ON THE FACE of it ARMS is a motioncontrolled boxing game. But then, so was the pugilistic part of Wii Sports. Not all motionsensing boxing games are created equal, and
ARMS is a number of classes above Nintendo’s previous attempt.
Visually, it could be a kids’ title, with bright, primary colours, bizarre-looking cartoon characters and in-your-face visual effects. But play it for a while and it begins to reveal a huge amount of depth. There are a vast number of different controller options, but the best way to play is to hold a Joy-con in each hand — tilting them to move around, and punching with them to, well, punch. But it’s not just a game of frantic punching and flailing arms — there’s so much more to it than that. You can curve punches by twisting your hands, button presses allow you to jump or dash in whatever direction you’re moving, and punching with both hands simultaneously triggers a grab. ARMS, it’s fair to say, doesn’t subscribe to the Marquess Of Queensberry rules.

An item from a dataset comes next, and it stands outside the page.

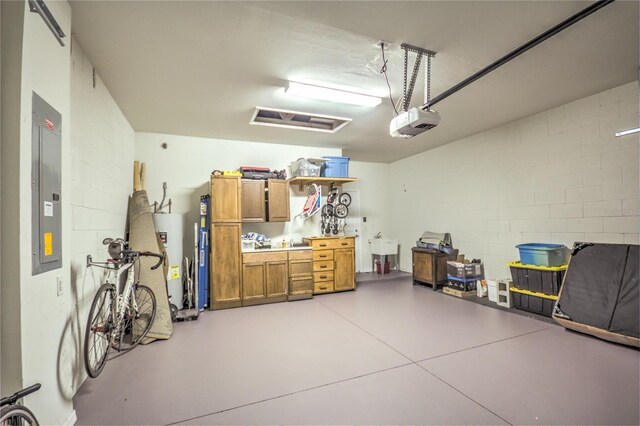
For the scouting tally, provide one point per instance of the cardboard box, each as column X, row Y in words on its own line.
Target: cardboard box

There are ten characters to choose from, each with a different set of “arms” — extendable limbs each with different characteristics, from standard boxing gloves to mallets (good for going over the top of incoming attacks), to triplerockets (slow-moving but incredibly destructive) and even parasols (useful for blocking). It’s vital to learn how your opponent moves, then use that information to attack them in the right way. It’s as much a game of tactics as it is timing. And the more you jump, dash and successfully land punches, the more your flurry meter builds. When it’s full, a tap of either trigger lets you deal a super-fast burst of punches which cumulatively cause of a lot of damage and set you on your way to victory.

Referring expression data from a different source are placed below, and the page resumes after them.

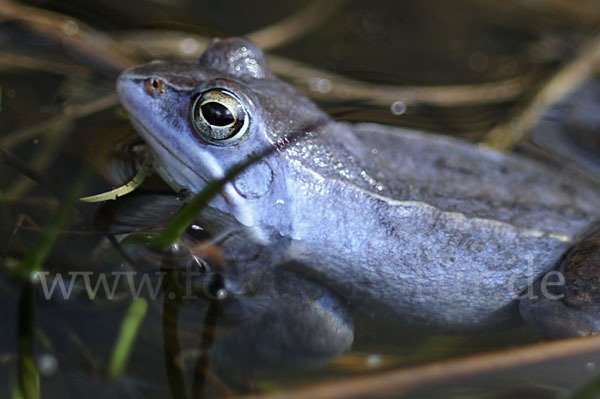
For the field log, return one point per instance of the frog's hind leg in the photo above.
(566, 303)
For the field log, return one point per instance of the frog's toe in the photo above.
(566, 303)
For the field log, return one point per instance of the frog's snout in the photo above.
(154, 87)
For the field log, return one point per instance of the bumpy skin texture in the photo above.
(432, 230)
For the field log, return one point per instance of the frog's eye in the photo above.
(219, 117)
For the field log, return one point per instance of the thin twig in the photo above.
(338, 87)
(399, 381)
(564, 82)
(71, 33)
(19, 136)
(296, 25)
(58, 68)
(180, 44)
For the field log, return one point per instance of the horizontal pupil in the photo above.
(217, 114)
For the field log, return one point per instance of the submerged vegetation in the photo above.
(59, 113)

Structurally, however, is where ARMS is slightly lacking. The Grand Prix mode is the closest thing the game has to a single player campaign (although it can also be played by two players). It involves picking a character, then making your way through a series of bouts. There are some mini-games chucked in along the way, but essentially that’s it. You do earn money to spend on new arms for your characters, but it’s more a means to learn the game than anything that could be considered a meaty solo experience.
It’s online where the game shines. There are two modes — one for general fun (where it doesn’t matter if you lose) and the more serious ‘Ranked Match’, which is only unlocked when you’ve completed Grand Prix at difficulty four (of seven). That’s where the serious players will spend their time, and it hints at ARMS’ future in the esports arena. Not only is it vastly more interesting to watch than the likes of
League Of Legends, but pretty much any sentient being can easily discern what’s going on in front of them.
As it did with Splatoon two years ago, Nintendo has proved it can still launch new franchises and make them as relevant and vibrant as Mario, Zelda and its other old faithfuls. And after the disappointment of the Wii U’s sales figures, ARMS is yet another boost for the Switch — a sophisticated console, but one with the same party-gaming spirit as the original Wii.
VERDICT Classic Nintendo — simple in concept, easy to pick up and play, but really tough to master. Sure, it’s missing a coherent singleplayer campaign, but it’s still an utterly beguiling experience.